Narcotics investigators seized a half-kilo of the deadly opioid fentanyl and $12,000 in cash Monday during a search of a Box Avenue house, Erie County sheriff's officials said Tuesday.
The seizure followed a traffic stop on William Street in Cheektowaga by members of the sheriff's Narcotics Unit. They executed search warrants for the driver, Eric Jones, 52, of Buffalo, and the vehicle he was driving. Deputies found an ounce of cocaine in Jones' possession, sheriff's officials said in a statement.
The sheriff's Narcotics Unit, joined by members of the Buffalo police Narcotics Unit, then searched Jones' residence on Box Avenue where they found the fentanyl, "cash, an additional amount of cocaine" and drug paraphernalia, sheriff's officials said in a news release.
Jones was charged with two felony counts each of criminal possession of a narcotic with intent to sell and criminal possession of a narcotic; a felony count of criminal possession of a controlled substance; two counts of criminal use of drug paraphernalia; and a vehicle and traffic violation.
He was arraigned in Buffalo City Court and was remanded because he was charged with the highest level drug felony.
Jones was out on $10,000 bail on narcotics charges from a Buffalo arrest in November when he was arrested Monday, sheriff's officials said. The news release noted that Jones has been arrested 22 times and has 19 convictions for misdemeanors and one felony conviction.
The seizure comes less than two weeks after a series of raids by local and federal authorities in Buffalo that led to the discovery of two kilos of fentanyl at one residence, along with a kilo of cocaine and a kilo of crack cocaine.
U.S. Attorney James Kennedy noted that just two or three grams of fentanyl, a synthetic opioid often made in clandestine labs in China, can be enough to cause an overdose. He said two kilos of the drug could potentially "wipe out the population of Erie County."

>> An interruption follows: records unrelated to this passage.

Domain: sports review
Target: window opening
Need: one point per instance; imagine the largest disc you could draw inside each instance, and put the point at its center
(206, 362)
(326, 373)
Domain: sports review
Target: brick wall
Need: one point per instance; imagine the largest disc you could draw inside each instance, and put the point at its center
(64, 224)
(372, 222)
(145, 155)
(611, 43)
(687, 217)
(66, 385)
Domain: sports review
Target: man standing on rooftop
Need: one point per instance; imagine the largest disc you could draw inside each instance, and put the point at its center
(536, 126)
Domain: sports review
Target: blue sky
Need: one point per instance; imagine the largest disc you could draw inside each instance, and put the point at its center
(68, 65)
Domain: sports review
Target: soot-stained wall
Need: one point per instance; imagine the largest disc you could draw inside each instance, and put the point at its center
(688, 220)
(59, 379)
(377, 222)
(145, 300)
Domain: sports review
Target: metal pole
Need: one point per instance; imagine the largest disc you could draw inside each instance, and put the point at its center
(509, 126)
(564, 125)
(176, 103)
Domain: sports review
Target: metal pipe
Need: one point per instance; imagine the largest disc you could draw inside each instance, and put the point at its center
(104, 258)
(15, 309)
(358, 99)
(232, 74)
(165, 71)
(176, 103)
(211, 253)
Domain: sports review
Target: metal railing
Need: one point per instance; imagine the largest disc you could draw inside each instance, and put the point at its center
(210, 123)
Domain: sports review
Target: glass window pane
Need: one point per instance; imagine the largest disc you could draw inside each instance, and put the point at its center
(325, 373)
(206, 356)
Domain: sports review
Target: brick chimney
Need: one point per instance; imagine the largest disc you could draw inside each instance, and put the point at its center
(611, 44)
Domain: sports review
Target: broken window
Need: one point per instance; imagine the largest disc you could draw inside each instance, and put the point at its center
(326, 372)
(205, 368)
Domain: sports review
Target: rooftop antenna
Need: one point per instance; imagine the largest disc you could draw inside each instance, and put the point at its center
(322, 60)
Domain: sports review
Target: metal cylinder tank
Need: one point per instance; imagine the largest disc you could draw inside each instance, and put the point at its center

Law enforcement and prosecutors at the local and federal levels have become more aggressive about getting fentanyl dealers off the street, said D.J. Granville, chief of the sheriff's Narcotics Unit.
He also said more people are coming forward with tips about drug dealers.
"People are coming forward with information," Granville said. "A lot more people are willing to come forward because they've lost someone. They're assisting us greatly."
Authorities are working to find out the source of the fentanyl coming into Buffalo, he said.
The drug presents hazards to the law enforcement officers trying to get it off the streets, too, Granville said.
When law enforcement officers entered the Box Avenue residence they found the fentanyl in a large, open zip-close-type bag on the floor of the living room, Granville said.
"It's a danger for us," he said, noting deputies regularly carry Narcan, an opioid antidote spray.